Hair may be just hair, but when it's the subject of pointing and cruel remarks (albeit by other pint sized little ones) and blatant ostracizing, it very much matters.

Saying it jokingly just perpetuates the problem. Saying it's a joke doesn't make it acceptable. Try justifying it, and explaining this to my little girl.

LyingWitchInTheWardrobe2726 · 11/02/2012 14:12

WelshMoth... Could you perhaps speak to your daughter's teacher and ask her to do a general talk to the children about everybody looking different and not to make bad comments? You can then emphasise that at home.

You don't say how old your daughter is but I think young children can be silly and tactless and still in thrall of what teacher says.

I think all schools should have that on the curriculum actually.

WelshMoth · 11/02/2012 14:21

Thanks Lying, already done so. The children are all 6, but it's gone beyond casual and hurtful remarks, to full blown torment now. School is aware, I've approached the 3 sets of parents separately.

Their response? "Oh girls will be girls....".

I'm about an inch from saying something to the children themselves, but I know that's not the right thing to do. I'm relying on the parents sorting it, but so far, none of them accept that it's serious.

'Cos it's a joke. Yeah, right. Sad

brighthair · 11/02/2012 14:47

This is my red hair. Do I want my children to have it? No.
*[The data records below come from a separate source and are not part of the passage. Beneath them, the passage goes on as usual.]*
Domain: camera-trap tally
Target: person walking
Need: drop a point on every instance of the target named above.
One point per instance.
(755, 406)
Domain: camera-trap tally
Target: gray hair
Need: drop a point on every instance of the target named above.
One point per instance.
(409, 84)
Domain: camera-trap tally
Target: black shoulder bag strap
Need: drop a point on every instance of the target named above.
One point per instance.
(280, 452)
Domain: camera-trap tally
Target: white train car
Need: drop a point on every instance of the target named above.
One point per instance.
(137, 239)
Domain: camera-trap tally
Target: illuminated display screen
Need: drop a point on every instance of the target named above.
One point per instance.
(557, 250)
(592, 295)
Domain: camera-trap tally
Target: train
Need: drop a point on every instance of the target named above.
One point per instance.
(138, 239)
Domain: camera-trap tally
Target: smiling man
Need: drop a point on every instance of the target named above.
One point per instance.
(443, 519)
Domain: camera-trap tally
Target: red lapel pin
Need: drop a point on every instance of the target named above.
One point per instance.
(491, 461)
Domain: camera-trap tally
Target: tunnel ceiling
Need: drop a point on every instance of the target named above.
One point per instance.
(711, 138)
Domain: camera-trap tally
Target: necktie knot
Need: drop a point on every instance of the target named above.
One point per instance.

It is still the last acceptable form of racism and I would rather they didn't go through what I went through

i285.photobucket.com/albums/ll66/brighthair84/83668b0e.jpg

brighthair · 11/02/2012 14:50

WelshMoth - go and see the HT, ask if it would be acceptable to do that if they were teasing about her skin colour. It wouldn't be and they need to take a more firm view. Children have been through hell at schools over their hair colour as it's seen as ok?

I often forget this hair colour comes with this temper Grin

WorraLiberty · 11/02/2012 14:51

Are ginger people considered an actual race?

brighthair · 11/02/2012 14:58

Possibly not but it is discriminating against someone for their hair colour which in my mind needs to be taken a lot more seriously. Replace kick a ginger day with kick a black/deaf day and see how it suddenly becomes a bigger issues. It isn't taken seriously enough, it really isn't and a lot of it isn't just "gentle teasing"
I moved schools and spent a year out of school as I was too terrified to go back. People still say stuff about my hair. I've been stood in a shop before and had someone behind me say to her friend "look, ginger hair" and her friend reply "yeah, ugly ginger hair innit" Sad

LyingWitchInTheWardrobe2726 · 11/02/2012 15:52

WelshMoth... As brighthair suggests, go to the headteacher and, if you get the 'girls will be girls' response, tell them that you are taking it to governors - and do. Keep escalating. You're not the only parent out there who will be having problems like this. I doubt there's a parent of a child anywhere with a child who is so unremarkable in appearance that they escape all comments. Children can be horrid, this is part of their learning that they find out that it's not ok.

Please post back on how it went, I really want to know that you've been heard and this has been properly addressed.

SarfEasticated · 11/02/2012 17:30

sounds terrible welshmoth hope you get it sorted.